Proposal Three - Approval of an Amendment to the Company's Restated Certificate of Incorporation to provide for the exculpation of officers as permitted by Delaware law.Voting results were as follows:

For

Against

Abstain

Broker Nonvotes

244,327,268 26,307,519 148,277 25,793,967

As a result, the amendment to the Company's Restated Certificate of Incorporation to provide for the exculpation of officers as permitted by Delaware law was approved.

Proposal Four - Approval of an Amendment to the Company's Restated Certificate of Incorporation to repeal provisions relating to the waiver of corporate opportunities in favor of former principal stockholders of the Company.Voting results were as follows:

For

Against

Abstain

Broker Non-Votes

268,683,117 1,891,520 208,426 25,793,967

As a result, the amendment to the Company's Restated Certificate of Incorporation to repeal provisions relating to the waiver of corporate opportunities in favor of former principal stockholders of the Company was approved.

Proposal Five- Approval of an Amendment to the Company's Restated Certificate of Incorporation to remove supermajority voting standards.

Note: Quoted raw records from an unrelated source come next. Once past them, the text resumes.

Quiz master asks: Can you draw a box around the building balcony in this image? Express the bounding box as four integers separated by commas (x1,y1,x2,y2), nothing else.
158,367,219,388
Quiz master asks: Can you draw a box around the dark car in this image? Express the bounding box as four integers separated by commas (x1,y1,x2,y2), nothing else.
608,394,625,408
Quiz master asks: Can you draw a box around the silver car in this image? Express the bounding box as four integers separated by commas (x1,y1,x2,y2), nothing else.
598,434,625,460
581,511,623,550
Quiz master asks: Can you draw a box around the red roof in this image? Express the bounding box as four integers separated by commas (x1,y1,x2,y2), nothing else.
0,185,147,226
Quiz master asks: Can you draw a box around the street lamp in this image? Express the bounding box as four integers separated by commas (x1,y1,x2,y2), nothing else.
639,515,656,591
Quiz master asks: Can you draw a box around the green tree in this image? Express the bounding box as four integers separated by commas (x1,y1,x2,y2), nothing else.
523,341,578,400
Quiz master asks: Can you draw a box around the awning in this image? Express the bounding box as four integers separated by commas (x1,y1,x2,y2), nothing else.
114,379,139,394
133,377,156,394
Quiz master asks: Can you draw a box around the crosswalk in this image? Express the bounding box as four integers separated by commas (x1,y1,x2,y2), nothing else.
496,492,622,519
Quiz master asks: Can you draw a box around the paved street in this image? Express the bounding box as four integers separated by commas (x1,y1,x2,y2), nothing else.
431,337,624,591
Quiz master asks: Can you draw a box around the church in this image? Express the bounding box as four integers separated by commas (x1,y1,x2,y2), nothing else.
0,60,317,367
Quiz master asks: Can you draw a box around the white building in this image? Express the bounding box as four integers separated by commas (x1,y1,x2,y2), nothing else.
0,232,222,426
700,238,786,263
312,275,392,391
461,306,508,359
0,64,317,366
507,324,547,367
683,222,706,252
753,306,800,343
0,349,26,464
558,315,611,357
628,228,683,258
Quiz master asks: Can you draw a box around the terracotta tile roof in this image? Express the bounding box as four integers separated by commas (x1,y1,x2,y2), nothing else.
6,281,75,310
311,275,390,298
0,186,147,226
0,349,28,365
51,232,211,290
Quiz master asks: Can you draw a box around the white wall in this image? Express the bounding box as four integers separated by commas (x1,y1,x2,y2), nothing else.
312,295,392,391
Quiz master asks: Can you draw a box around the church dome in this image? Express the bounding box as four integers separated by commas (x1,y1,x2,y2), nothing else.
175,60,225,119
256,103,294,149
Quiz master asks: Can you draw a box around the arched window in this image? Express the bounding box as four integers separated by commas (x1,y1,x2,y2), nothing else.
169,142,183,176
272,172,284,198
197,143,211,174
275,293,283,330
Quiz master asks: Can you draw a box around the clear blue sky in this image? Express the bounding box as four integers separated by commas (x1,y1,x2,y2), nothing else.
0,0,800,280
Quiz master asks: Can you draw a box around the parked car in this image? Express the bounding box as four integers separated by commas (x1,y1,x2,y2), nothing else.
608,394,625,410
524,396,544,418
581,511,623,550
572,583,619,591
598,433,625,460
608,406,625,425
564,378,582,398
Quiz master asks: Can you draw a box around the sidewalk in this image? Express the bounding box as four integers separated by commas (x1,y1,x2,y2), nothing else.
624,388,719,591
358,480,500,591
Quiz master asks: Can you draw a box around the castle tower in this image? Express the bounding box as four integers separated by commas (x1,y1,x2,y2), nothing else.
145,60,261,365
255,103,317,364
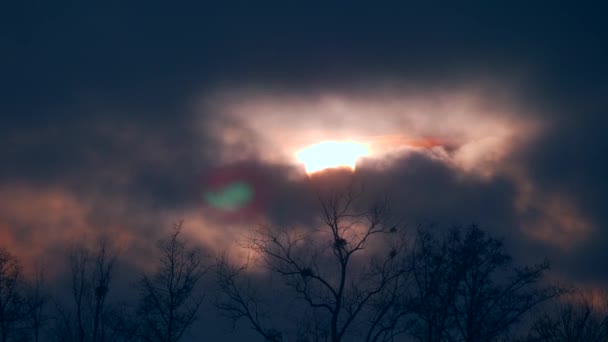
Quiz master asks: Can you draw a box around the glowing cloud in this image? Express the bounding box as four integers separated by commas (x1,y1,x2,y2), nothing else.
296,141,369,174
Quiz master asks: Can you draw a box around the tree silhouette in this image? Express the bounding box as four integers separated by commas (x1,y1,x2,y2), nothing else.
525,293,608,342
0,248,42,342
53,240,122,342
413,226,564,342
217,186,409,342
139,222,206,342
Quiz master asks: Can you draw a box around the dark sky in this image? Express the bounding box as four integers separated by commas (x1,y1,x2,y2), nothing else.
0,1,608,336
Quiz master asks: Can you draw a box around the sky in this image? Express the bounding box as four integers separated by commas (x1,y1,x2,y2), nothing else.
0,1,608,336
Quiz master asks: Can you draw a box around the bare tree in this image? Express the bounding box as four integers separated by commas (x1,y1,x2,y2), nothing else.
53,240,117,342
526,293,608,342
92,241,116,342
0,248,40,342
139,222,206,342
26,265,49,342
217,186,409,342
413,226,563,342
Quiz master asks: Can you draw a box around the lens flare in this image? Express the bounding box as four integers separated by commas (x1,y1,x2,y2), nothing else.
296,141,369,174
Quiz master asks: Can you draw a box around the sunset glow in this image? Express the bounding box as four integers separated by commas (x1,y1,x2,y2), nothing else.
296,141,369,174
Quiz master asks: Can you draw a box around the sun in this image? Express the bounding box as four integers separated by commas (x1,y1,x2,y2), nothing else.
296,141,369,174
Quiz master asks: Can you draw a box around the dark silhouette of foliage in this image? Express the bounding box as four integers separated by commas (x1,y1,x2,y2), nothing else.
412,226,564,342
217,186,409,342
52,240,124,342
525,293,608,342
0,248,42,342
139,222,206,342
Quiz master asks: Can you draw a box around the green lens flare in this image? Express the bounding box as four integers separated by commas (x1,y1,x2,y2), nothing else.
203,182,254,211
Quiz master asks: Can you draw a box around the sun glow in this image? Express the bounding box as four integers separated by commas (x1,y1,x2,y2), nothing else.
296,141,369,174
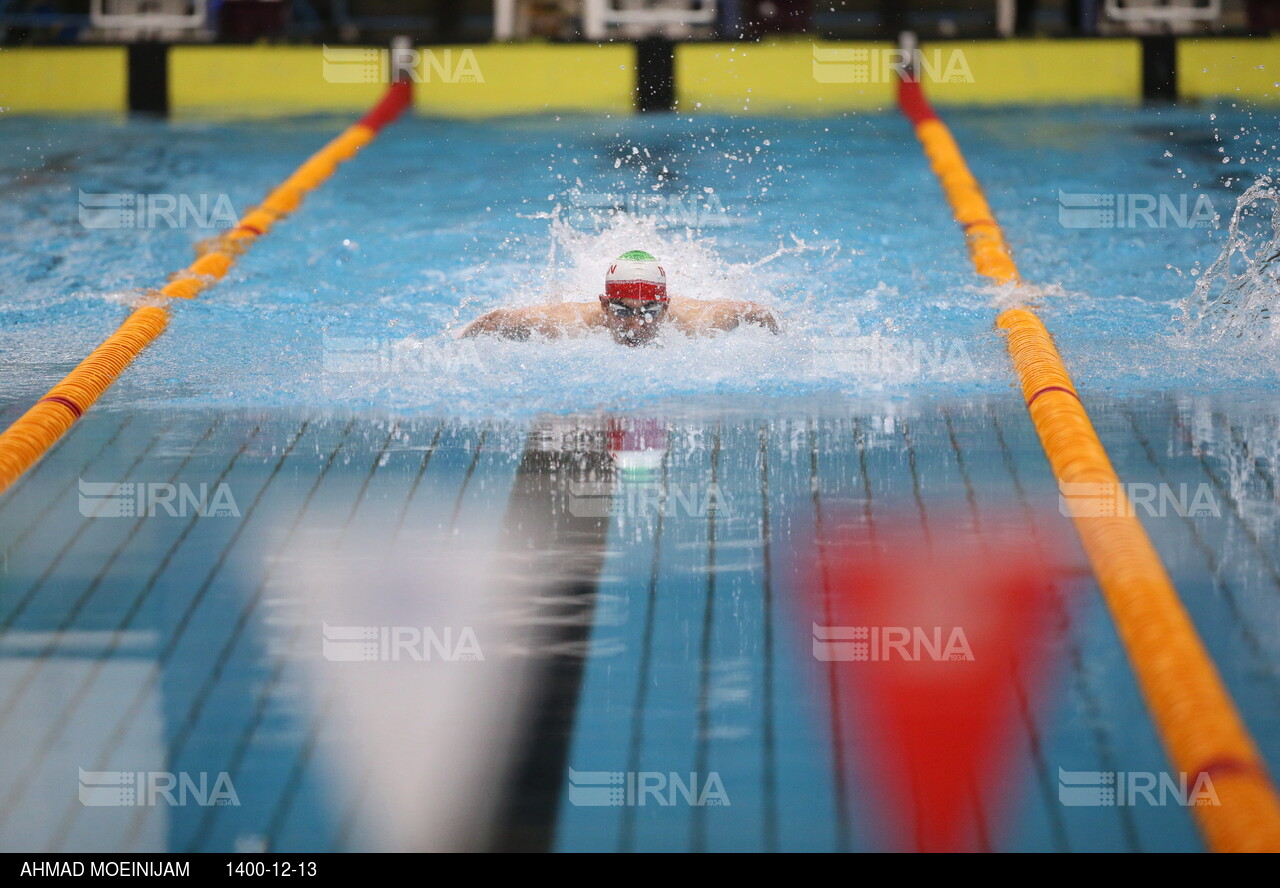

Voting results were as follows:

For

Against

Abstain

Broker Non-Votes

268,362,390 2,238,453 182,220 25,793,967

As a result, the amendment to the Company's Restated Certificate of Incorporation to remove supermajority voting standards was approved.

Proposal Six - Approval of the Company's 2025 Employee Stock Purchase Plan.Voting results were as follows:

For

Against

Abstain

Broker Non-Votes

269,996,050 658,870 128,144 25,793,966

As a result, the Company's 2025 Employee Stock Purchase Plan was approved.

Proposal Seven - Ratification of the Appointment of Deloitte & Touche LLP as the Company's Independent Registered Public Accounting Firm for the Year Ending December 31, 2025.Voting results were as follows:

For

Against

Abstain

289,344,039 7,107,898 125,094

As a result, the Company's appointment of Deloitte & Touche LLP as the Company's independent registered public accounting firm for the year ending December 31, 2025 was ratified.